The Australian Securities and Investment Commission has cancelled the registration of a former Sydney-based liquidator, after he was jailed earlier this year for lying to authorities about traffic offences.
Peter Grealish was once employed as a liquidator with Grant Thornton and BDO, but in April this year he was sentenced to two years in prison (with a non-parole period of one year) by the New South Wales District Court.
The move by ASIC is a first in banning a liquidator for legal offences relating to their private life. Such a punishment is common among law-related professions.

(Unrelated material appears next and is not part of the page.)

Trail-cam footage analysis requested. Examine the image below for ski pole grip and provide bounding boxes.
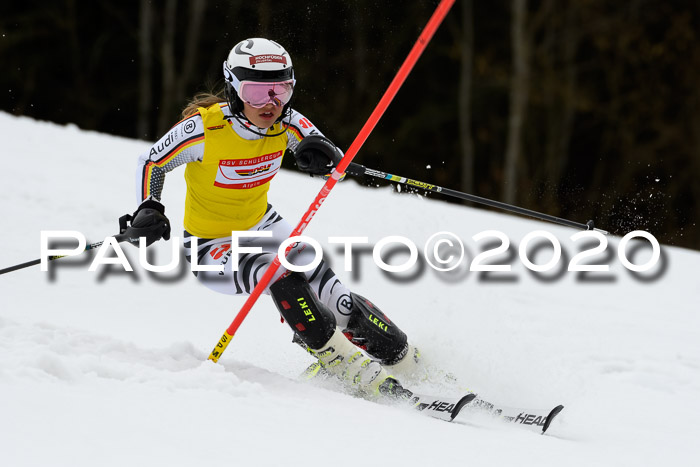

Grealish pleaded guilty to four counts of making a false statement to obtain financial advantage and one count of giving false or misleading evidence at a hearing of the Police Integrity Commission.
The former liquidator allegedly lied to authorities to avoid fines for a number of traffic offences and gave false statements saying another person was driving the vehicle at the time each offence was committed.
The case draws parallels with the prosecution of former Federal Court judge Marcus Einfeld, who in 2009 was sentenced to three years in prison for perjury and perverting the course of justice over a $77 speeding ticket.
In August 2007, Einfeld claimed the car had been driven by one of his friends at the time a speed camera caught him speeding. In reality, that friend had been killed in a car accident in the United States in 2003.
Lawyers and liquidators are expected to be honest at all times in both their professional and private lives.
“The charges that led to Mr Grealish’s jailing suggest a lack of honesty. Honesty is an essential trait for liquidators as gatekeepers in the financial services industry,” ASIC commissioner John Price said in a statement.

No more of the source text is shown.